けれど、人間も動物であるという原点に立つと、人間の主食は穀物で、お肉や魚はそれほど食べなくても生きることができる動物…といえるかもしれません。

和食
日本の風土に合った食事「和食」は、世界に誇れる文化。「和食はおいしいだけではなく、食べる人の健康への気づかいや、自然とのつながりをたいせつにする日本人らしい食事だ」と感動する外国の人は少なくないそうで…ちょっぴり嬉しいですね。

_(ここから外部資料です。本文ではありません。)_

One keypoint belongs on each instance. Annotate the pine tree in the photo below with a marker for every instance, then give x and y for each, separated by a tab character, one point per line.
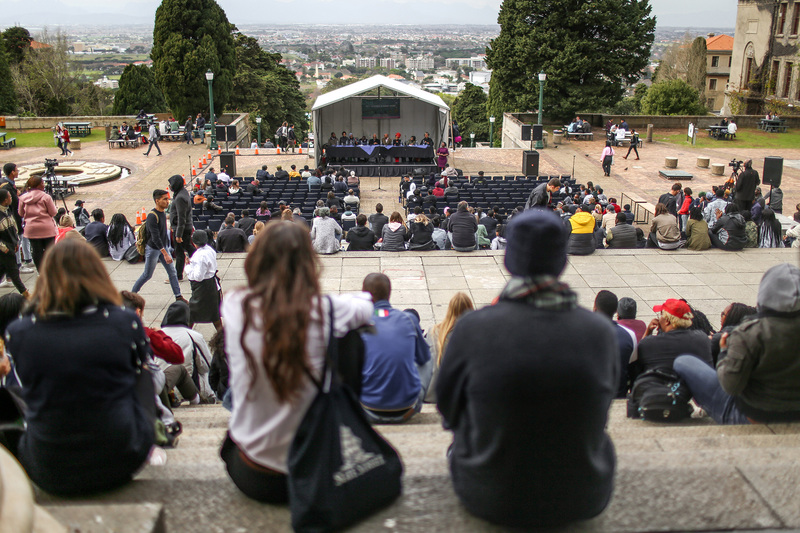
8	98
138	90
469	110
191	37
589	49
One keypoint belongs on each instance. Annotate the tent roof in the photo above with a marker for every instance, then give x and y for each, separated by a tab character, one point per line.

食事をするときは、和えものなどあっさりした野菜からいただくと、食事をよりおいしくいただけます。血糖値が急激にあがるのをおさえることもできますので、糖尿病の人にとってもやさしい食べ方です。

ケの日の食事

ケの日の食事

〜食べもののはたらき〜
・ご飯など糖質…カラダのエネルギーとなり、体温を調節する。
・あぶらなど脂質…カラダのエネルギーとなり、内臓の位置を安定させ保護する。温度を保つ。
・ダイスや魚など蛋白質…筋肉、血、皮ふ、爪などを作る。
・玄米、ゴマ、海草、野菜、小魚などミネラル(カルシウム、リン、鉄など)…カラダのバランスをととのえる。
・色の濃い野菜などビタミンA…脂質の消化吸収をたすける。気持ちをやすらがせる。
・米ぬか、酵母、胚芽、実などビタミンB1…糖質の消化吸収を助ける。気力を高める。
・味噌、ぬかなどビタミンB2…成長を助ける。不足すると、ヒフあれ、口内炎、興奮しやすくなる。
・色の薄い野菜などビタミンC…蛋白質の消化吸収を助ける。細胞を活気づける。
・干し椎茸、切干大根などビタミンD…骨を作る。カルシウムの吸収を助ける。
・色の濃い野菜、海草、ゴマなどビタミンK…血を汚すしたり、多量出血を防ぐ。
・胚芽、色の濃い野菜などなどビタミンE…細胞を元気にする。妊娠を助ける。高齢になるととても必要。